Önce şunu söylemek isterim, takım isimleri ve futbolcular hakkındaki yorumlarımın sadece bu maç için geçerli olduğunu bilmelisiniz.
Fenerbahçe’nin bugüne kadar çıkardığı en kötü kadroyu izledim. Çoğu futbolcu, kendi mevkilerinden uzak olunca maalesef futbol kimliklerinden de uzaktaydılar. Tıpkı arkadaşlarına vermeleri gereken pası, çoğunlukla rakibe gönderen ev sahibi Kasımpaşalı futbolcular gibi.
Kasımpaşalı futbolcuların bireysel futbolcu kapasitelerinin bu kadar düşük olduklarını inanın bir futbol adamı olarak kabullenmek çok zor.
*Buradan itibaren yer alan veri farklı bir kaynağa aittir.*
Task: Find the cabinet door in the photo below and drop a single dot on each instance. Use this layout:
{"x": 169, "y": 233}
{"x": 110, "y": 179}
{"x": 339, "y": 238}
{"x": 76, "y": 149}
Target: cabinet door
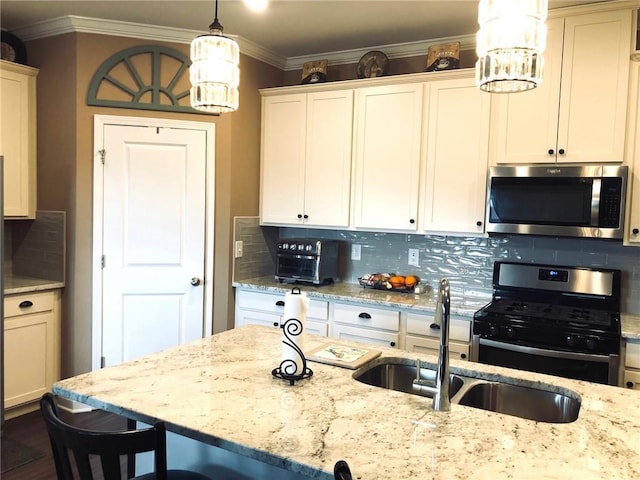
{"x": 457, "y": 153}
{"x": 524, "y": 126}
{"x": 327, "y": 183}
{"x": 595, "y": 75}
{"x": 632, "y": 230}
{"x": 283, "y": 159}
{"x": 387, "y": 156}
{"x": 18, "y": 138}
{"x": 31, "y": 346}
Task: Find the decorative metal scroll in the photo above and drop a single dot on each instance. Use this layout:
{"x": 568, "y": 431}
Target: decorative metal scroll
{"x": 146, "y": 77}
{"x": 288, "y": 369}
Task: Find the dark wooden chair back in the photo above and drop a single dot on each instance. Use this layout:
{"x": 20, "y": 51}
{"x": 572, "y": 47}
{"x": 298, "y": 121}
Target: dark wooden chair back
{"x": 108, "y": 446}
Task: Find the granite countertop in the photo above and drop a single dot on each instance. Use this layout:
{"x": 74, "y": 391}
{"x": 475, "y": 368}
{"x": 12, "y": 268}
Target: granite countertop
{"x": 425, "y": 302}
{"x": 351, "y": 292}
{"x": 220, "y": 391}
{"x": 18, "y": 284}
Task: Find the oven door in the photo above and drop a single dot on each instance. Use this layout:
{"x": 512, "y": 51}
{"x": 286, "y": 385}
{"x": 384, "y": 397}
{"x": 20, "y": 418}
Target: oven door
{"x": 580, "y": 366}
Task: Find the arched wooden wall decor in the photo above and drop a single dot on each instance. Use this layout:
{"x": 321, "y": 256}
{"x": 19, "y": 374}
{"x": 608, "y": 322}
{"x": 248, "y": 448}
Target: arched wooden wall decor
{"x": 146, "y": 77}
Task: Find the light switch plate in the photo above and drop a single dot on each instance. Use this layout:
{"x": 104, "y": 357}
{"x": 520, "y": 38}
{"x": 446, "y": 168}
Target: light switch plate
{"x": 414, "y": 257}
{"x": 238, "y": 249}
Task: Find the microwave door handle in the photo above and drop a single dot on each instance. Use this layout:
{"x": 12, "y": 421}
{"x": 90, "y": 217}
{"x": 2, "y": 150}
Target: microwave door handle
{"x": 595, "y": 201}
{"x": 543, "y": 352}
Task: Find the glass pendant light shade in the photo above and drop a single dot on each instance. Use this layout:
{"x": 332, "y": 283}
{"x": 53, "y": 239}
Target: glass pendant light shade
{"x": 510, "y": 44}
{"x": 214, "y": 71}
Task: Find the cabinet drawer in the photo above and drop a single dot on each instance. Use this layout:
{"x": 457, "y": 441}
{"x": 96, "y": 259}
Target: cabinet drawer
{"x": 632, "y": 379}
{"x": 632, "y": 358}
{"x": 27, "y": 303}
{"x": 420, "y": 324}
{"x": 365, "y": 316}
{"x": 251, "y": 317}
{"x": 458, "y": 351}
{"x": 274, "y": 303}
{"x": 365, "y": 335}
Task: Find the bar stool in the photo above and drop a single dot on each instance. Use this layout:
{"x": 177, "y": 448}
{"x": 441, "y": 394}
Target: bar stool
{"x": 108, "y": 446}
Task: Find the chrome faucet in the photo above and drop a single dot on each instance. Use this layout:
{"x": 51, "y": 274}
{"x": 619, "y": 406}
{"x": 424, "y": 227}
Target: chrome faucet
{"x": 440, "y": 390}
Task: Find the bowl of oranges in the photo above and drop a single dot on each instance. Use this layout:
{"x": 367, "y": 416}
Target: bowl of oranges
{"x": 389, "y": 281}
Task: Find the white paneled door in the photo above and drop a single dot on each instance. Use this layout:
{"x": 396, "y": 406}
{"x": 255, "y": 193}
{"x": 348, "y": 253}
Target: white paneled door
{"x": 153, "y": 239}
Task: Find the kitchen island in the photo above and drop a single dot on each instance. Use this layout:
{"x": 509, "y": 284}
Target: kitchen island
{"x": 220, "y": 391}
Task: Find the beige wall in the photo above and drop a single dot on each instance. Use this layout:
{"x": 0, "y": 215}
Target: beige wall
{"x": 65, "y": 168}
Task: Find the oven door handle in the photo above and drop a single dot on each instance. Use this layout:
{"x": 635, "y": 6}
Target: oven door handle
{"x": 544, "y": 352}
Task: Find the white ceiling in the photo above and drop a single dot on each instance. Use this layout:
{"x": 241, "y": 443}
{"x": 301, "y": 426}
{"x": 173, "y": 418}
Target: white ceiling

Açıkçası aynı görüntüler Fenerbahçe’de de 3-4 futbolcu hariç var. Onlarda da bu manzarayı izledik
Thiam’ın attığı iki gol Fenerbahçe’yi rahatlatırken, ne enteresandır ki defans oyuncusu ve kalecinin bacak aralarından geçerek ağlarla buluştu. Bu sahaya alışkın, eski Kasımpaşalı şansı diyelim
Fenerbahçe defansına baktığımız zaman sağda Nazım, solda ise bu mevkide oynaması gereken en son kişi Sadık vardı. Gustavo, Tisserand’ın yanına monte edilmiş, iki ön liberoda ise şansını hâlâ olumsuz kullanan Mert Hakan’la, pozitiften negatife döndüğü için biraz formsuz gözüken Ozan vardı
Sağda Valencia, solda Sinan kanat etkinliklerinde sürükleyici bir futbol görüntüsünü maalesef veremediler. Dedik ya, Thiam, attığı iki golle Fenerbahçe’ye çok değerli 3 puan kazandırmış olabilir. Ama bana göre Fenerbahçe’nin orta sahasındaki en faydalı ve en iyi futbolcusu Pelkas’tı. ‘Her geçen gün futbol grafiği yükselen Pelkas’a karşın yedekte oturan Sosa niye yok, Cisse, Ferdi Kadıoğlu veya Samatta sol kanatta neden düşünülmedi’ diyebilirsiniz.
Sonuçta kötü bir Fenerbahçe her şeye rağmen galibiyet getirdiği için bu skorlu 11’i alkışlarım. Ama yarınlarda futbolcu kapasitesi daha yüksek olan takımlara karşı bu 11’le galibiyetler biraz hayal olabilir.
Olumlu veya olumsuz görüşlerimi bir kenara bırakırsak, bu maçta izlediğim Fenerbahçe’nin her şeye rağmen şampiyon olacağına inanıyorum.